| | We have this 'engine' inside of us that allows us to reason - it, obviously, includes a 'part' that lets us choose since that is what we do after we finish our reasoning on something. Now, our reasoning process can at any time be flawed. A child for example may not have learned to reason properly - they may at times use their engine in an irrational way. We also can make mistakes even when we reason in a rational way - that is when we follow rules of logic in the use of our engine. The product of our deliberations - the result we come up with - that which we choose to believe may be rational or not. Notice that I have used the words reason and rational in three different ways in this paragraph: 1) to name the 'engine' that we use - our rational capacity 2) a specific process of using that engine - an example of an action that requires choice to initiate, that examines alternatives, and ends in a choice between the alternative 3) a description of the end product of a specific process of reasoning. Belief x is rational.
Jordan says,
...if a human is a human without rationality, then rationality is not the defining characteristic of human. That sentence works, and makes sense if you use meaning #1 for both instances of 'rationality', it doesn't make sense with meaning #2 because sometimes we behave irrationally and sometimes we are asleep, etc., and it doesn't work with #3 because that usage is an adjective that applies to a belief and not a human characteristic. And Jordan keeps using meaning #2 for the first instance and meaning #1 for the second instance.
Jordon says,
As I recall, Rand named rationality as the defining characteristic for humans not because we have the option to be rational but because we actually survive by virtue of our rationality. Rationality as our defining characteristic is meaning #1. She was quite clear about the fact that we have the option to be rational (#2) or irrational - of using a process of reason or of following a whim. And she was clear that honest mistakes were also a possibility (#3). You are mixing up the use of the meanings (#1 and #2)
Jordan says,
...when mistakes (#3) are large and pervasive and dominant and constant, as Tversky and Kahneman have observed, then it's dubious that rationality (#1) is our primary survival tool. [numbered meanings added] There are so many problems with statements like that.
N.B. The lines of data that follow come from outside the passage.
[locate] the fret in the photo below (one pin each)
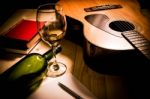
(138, 41)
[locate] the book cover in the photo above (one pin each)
(21, 36)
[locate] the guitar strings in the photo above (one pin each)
(123, 27)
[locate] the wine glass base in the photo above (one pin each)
(55, 71)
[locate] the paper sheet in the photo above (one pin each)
(49, 89)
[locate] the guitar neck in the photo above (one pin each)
(138, 41)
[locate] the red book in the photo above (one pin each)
(21, 36)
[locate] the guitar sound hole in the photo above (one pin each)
(121, 26)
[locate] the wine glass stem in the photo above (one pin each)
(55, 66)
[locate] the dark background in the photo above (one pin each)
(8, 7)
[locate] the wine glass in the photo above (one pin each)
(52, 32)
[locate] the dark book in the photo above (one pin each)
(22, 36)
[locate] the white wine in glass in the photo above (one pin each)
(52, 33)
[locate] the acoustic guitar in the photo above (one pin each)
(106, 31)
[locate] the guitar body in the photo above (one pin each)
(104, 45)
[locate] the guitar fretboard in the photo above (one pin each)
(139, 42)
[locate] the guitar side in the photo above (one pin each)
(130, 13)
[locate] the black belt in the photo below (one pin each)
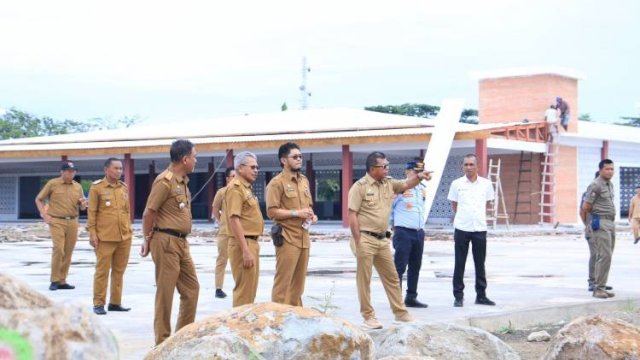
(171, 232)
(375, 235)
(65, 217)
(408, 229)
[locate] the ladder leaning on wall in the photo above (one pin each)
(497, 209)
(547, 190)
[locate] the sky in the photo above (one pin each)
(173, 61)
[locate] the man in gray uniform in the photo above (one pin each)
(601, 228)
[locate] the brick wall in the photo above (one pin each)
(509, 171)
(515, 98)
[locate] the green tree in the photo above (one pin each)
(422, 110)
(15, 124)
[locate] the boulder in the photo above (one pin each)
(596, 337)
(49, 330)
(270, 331)
(539, 336)
(440, 341)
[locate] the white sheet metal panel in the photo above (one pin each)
(437, 154)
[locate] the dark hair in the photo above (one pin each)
(108, 162)
(372, 159)
(471, 155)
(285, 149)
(179, 149)
(604, 162)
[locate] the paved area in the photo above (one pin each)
(526, 268)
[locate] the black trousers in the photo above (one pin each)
(408, 245)
(478, 240)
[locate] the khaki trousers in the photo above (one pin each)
(114, 256)
(635, 226)
(291, 273)
(221, 260)
(373, 252)
(244, 292)
(174, 270)
(64, 234)
(605, 240)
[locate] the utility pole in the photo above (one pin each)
(304, 93)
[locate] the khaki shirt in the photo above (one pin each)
(600, 196)
(372, 200)
(108, 214)
(634, 207)
(63, 197)
(240, 201)
(223, 229)
(171, 199)
(288, 191)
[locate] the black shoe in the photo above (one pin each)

How ludicrus to claim that irrationality (#2) is our means of survival. Again, this is mixing up the capacity, the 'engine' with the instances of use. That argument could be turned around to say that the we survive by means of our rational faculty (#1) despite making more irrational than rational (#3) decisions. Or one could ask, if mistakes are "constant" then how did Tversky and Kahneman decide that their theory was not a mistake? And if we can only do mistakes, how will we understand their theory?
Jordan says,
It's feasible that all choices could be limited to irrational decisions, and that the ability to reason never precipitates reasonable decisionmaking. I'm sorry, Jordan, but that sentence is the kind of irrational gobbledygook that you are stuck with when you throw out reason. Limited by who or what? You have the ability to reason, but you will never be rational? That makes no sense. Am I to take that as a "rational" statement or is it an example of "heuristic irrationality"?
Then Jordan says in reference to Ed's post,
...that actualities, not potentialities, should comprise defining characteristics. And Jordan goes on to talk of acorns and oaks, but Ed wasn't using the term potential to refer to something that did NOT yet exist, but would. He was using the word to refer to the use of the process. You can be sitting in the car and it can all be there, wheels and everything, but only have the potential for transporting you until you step on the gas to get the actuallity.
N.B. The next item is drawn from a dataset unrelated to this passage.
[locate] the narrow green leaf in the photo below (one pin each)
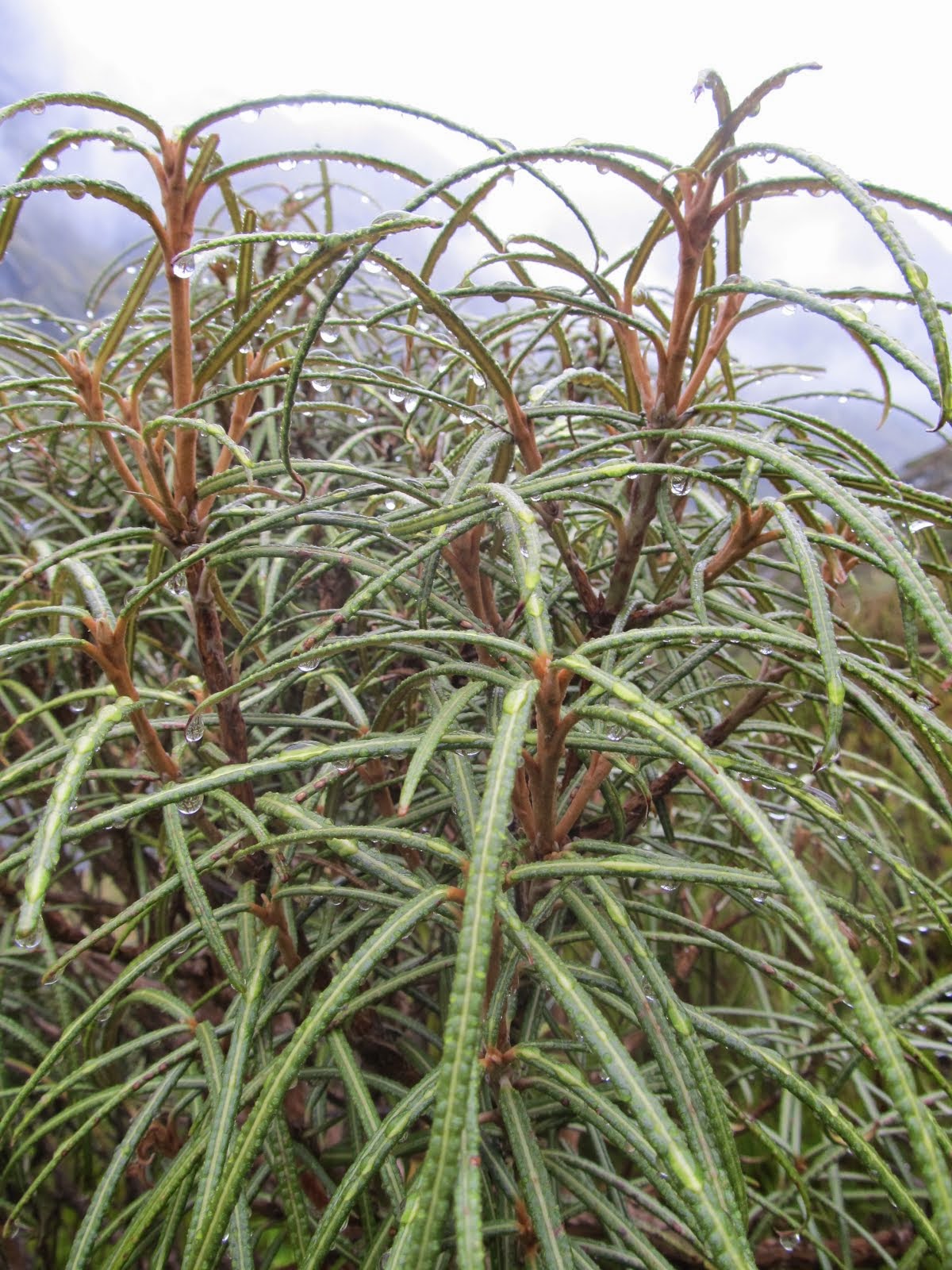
(44, 851)
(547, 1223)
(428, 1203)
Let's take a look at what is proposed in place of rationality and choice:
"With Tversky and Kahneman, it would seem we don't survive via rationality. Rather, we survive by irrational yet sufficient heuristics." If I wanted to be flip, I would just say, let them speak for themselves. I survive by rationality. If they want to say they are irrational, I won't disagree. But they are claiming to speak for all humans. Do they expect us to pick up their writings and react irrationally but heuristically to them? Did they write them irrationally? What sense does this make?
They are proposing a deterministic view of human nature that also claims the inability to know reality. Does anyone really need to do anymore to defeat that nonsense then to point out that the authors are also human and therefore subject to their own theories? Did they magically step outside of reality or borrow some alien rational process to paint their picture of human-irrational-by-nature? Are they going to explain how the word irrational can have any meaning to us if we can never, by nature, achieve rationality (think "stolen concept")? How many confused, muddled concepts are we supposed to take seriously?
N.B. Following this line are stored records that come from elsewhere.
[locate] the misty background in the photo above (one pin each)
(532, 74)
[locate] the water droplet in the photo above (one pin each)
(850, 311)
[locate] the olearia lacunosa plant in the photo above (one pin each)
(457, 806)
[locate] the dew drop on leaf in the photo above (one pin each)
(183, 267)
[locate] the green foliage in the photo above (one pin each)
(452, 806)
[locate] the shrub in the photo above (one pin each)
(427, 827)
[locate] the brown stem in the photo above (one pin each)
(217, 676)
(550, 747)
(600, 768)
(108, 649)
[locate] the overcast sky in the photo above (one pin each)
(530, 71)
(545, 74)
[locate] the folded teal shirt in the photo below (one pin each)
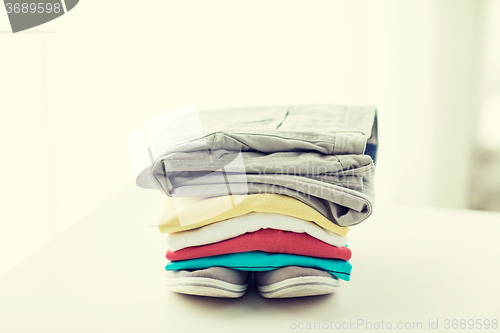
(262, 261)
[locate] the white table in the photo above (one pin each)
(105, 274)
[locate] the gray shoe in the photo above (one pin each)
(212, 282)
(294, 281)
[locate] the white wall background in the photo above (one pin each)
(69, 96)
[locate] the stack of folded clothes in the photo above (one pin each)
(269, 191)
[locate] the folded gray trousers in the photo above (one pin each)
(339, 187)
(311, 153)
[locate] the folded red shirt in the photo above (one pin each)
(266, 240)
Jordan, if you can't find your examples of equivocation after all of my attempts to point them out, if you can't see the stolen concept of rationality in the claim that we are irrational by nature, if you are comfortable with a deterministic view of human nature, if you are okay with taking in the view that man is incapable of knowing reality, and if you still think this is worth pursuing, then I doubt that I could say anything that ever would change your mind. But that's okay, you are permitted, by nature to be irrational and I, by nature, am permitted to be rational. Like the old Spanish proverb, "Take whatever you wish, said God, and then pay for it."